Evolutie GSX-R
Trapten we in de vorige ‘Stamboom’ af met de BMW GS, gaan we deze keer op zoek naar het succes van en achter een van de meest spraakmakende sportmotoren op de markt: de Suzuki GSX-R, van de GSX-R400 tot de GSX-R1000.

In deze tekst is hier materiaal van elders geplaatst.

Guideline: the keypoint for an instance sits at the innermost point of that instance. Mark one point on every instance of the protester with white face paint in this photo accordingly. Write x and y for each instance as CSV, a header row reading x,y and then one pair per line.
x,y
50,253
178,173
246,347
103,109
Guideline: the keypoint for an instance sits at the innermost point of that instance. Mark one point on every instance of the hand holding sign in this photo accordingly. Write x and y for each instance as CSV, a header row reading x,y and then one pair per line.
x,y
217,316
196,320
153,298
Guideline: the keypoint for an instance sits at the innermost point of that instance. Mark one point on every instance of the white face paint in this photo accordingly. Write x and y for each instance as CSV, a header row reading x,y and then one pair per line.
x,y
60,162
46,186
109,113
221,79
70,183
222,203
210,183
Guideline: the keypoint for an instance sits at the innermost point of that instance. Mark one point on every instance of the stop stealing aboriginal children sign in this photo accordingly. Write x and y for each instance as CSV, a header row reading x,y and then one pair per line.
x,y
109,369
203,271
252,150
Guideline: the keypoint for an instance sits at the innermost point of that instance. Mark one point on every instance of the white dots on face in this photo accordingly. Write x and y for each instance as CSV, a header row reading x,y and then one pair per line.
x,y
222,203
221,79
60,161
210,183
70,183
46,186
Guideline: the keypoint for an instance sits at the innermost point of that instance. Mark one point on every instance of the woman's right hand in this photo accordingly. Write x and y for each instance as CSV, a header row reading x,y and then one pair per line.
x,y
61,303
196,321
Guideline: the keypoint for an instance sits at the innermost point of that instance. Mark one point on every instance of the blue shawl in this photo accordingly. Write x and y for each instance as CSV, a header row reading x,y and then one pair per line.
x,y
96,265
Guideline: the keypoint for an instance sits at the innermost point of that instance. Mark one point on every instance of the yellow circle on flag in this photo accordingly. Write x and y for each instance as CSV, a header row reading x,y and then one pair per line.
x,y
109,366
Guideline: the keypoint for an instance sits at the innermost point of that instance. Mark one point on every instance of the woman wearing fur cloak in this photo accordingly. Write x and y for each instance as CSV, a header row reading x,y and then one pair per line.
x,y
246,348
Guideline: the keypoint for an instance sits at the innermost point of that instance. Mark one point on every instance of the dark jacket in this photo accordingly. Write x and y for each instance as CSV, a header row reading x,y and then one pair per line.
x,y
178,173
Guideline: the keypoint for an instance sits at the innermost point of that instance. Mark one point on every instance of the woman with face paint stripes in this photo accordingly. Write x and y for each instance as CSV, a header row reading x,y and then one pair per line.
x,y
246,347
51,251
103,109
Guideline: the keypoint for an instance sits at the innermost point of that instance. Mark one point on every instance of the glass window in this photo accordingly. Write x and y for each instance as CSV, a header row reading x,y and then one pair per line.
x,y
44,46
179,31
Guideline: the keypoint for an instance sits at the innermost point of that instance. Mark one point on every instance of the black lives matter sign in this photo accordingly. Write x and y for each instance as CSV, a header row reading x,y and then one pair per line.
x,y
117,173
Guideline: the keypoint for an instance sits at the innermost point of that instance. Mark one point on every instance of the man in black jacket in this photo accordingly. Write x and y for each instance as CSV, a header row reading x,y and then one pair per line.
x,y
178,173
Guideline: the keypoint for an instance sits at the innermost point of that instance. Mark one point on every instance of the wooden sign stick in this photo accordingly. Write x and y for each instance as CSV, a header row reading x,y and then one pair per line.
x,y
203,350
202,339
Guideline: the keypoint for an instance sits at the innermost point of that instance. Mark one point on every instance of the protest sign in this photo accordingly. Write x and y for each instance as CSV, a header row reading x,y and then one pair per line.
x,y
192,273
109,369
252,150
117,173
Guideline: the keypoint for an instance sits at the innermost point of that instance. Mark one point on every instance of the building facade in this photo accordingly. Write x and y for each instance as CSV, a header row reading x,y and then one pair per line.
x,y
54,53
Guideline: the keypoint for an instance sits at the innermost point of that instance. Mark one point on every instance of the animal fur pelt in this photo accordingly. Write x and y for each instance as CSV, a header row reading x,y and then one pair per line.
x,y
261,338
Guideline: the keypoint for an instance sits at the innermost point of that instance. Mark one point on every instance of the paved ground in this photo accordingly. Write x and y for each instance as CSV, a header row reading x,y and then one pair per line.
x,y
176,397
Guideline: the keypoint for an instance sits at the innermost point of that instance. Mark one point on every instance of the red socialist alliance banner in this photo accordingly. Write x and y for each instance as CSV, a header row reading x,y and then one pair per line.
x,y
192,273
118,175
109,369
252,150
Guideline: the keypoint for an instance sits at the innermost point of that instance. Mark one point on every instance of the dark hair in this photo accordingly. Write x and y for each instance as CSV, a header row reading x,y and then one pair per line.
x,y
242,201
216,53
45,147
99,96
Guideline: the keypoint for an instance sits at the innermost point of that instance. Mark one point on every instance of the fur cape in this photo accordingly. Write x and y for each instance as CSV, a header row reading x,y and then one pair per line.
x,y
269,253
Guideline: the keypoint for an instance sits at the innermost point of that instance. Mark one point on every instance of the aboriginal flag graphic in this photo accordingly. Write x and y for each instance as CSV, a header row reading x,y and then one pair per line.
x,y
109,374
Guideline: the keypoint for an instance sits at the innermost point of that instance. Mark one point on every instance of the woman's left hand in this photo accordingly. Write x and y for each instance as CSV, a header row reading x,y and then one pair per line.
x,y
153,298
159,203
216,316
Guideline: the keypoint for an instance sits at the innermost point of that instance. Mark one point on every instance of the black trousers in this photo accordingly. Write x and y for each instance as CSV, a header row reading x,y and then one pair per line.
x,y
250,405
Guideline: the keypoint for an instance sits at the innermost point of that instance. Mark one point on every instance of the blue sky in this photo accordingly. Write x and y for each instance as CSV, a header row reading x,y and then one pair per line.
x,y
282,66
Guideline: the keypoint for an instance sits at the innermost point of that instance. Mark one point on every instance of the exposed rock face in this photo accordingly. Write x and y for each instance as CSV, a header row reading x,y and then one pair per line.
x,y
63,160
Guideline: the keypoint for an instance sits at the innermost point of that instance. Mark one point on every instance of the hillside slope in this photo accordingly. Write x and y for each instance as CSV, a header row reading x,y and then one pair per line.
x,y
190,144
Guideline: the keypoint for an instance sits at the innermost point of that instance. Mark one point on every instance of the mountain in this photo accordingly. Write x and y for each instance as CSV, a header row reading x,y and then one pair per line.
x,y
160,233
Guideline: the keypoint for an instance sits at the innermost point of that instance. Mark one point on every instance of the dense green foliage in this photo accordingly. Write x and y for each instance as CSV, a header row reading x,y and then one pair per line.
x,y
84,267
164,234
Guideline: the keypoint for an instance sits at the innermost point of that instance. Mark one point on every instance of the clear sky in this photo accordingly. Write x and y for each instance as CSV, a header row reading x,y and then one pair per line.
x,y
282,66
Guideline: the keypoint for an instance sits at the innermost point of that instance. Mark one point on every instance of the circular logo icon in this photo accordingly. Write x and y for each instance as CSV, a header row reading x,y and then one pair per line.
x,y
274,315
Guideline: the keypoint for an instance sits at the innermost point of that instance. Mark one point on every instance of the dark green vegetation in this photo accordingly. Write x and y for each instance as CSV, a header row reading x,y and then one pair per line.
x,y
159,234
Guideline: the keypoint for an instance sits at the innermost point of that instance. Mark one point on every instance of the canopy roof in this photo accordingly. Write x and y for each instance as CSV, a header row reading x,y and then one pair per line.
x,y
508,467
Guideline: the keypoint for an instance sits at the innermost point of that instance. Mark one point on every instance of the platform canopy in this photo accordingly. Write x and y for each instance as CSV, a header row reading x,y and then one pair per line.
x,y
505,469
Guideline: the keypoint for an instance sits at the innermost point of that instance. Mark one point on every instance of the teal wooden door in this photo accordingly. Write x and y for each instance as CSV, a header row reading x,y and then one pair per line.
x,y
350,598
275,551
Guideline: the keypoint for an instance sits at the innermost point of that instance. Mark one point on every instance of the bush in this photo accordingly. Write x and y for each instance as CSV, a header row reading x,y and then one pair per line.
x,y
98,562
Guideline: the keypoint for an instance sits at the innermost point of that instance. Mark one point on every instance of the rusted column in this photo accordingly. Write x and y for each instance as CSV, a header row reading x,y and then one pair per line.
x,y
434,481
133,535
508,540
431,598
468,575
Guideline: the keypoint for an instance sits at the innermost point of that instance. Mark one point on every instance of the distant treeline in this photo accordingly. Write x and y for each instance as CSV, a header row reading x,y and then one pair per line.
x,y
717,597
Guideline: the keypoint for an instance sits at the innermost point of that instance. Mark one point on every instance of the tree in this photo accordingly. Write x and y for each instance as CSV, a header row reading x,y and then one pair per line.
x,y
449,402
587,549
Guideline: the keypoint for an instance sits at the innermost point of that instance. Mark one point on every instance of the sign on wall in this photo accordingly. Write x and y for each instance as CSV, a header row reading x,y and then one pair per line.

Evolutie BMW G/S: van bedenksel tot bestseller
Voor het ontstaan van de Suzuki GSX-R moeten we bijna 40 jaar terug de tijd in, naar het jaar 1984. De GSX-R400 zag toen het levenslicht. Het was de eerste in massa geproduceerde lichtgewicht racereplica met een aluminium wiegframe en een vloeistofgekoelde vier-in-lijn met vier kleppen per cilinder. Dat motorblok was niet heel bijzonder, maar het was het gebruik van aluminium voor het frame waarmee de GSX-R een voorsprong nam op de concurrentie van Yamaha (FZ400R) en Honda (CBR400R). Die waren 13 en 31 kg zwaarder, wat natuurlijk een hele hoop is op een drooggewicht van 152 kg. Door zijn makkelijke stuurkarakter en krachtige motorblok met 59 pk was het de snelste motorfiets in zijn klasse. Een nieuw tijdperk bij de sportmotoren was aangebroken.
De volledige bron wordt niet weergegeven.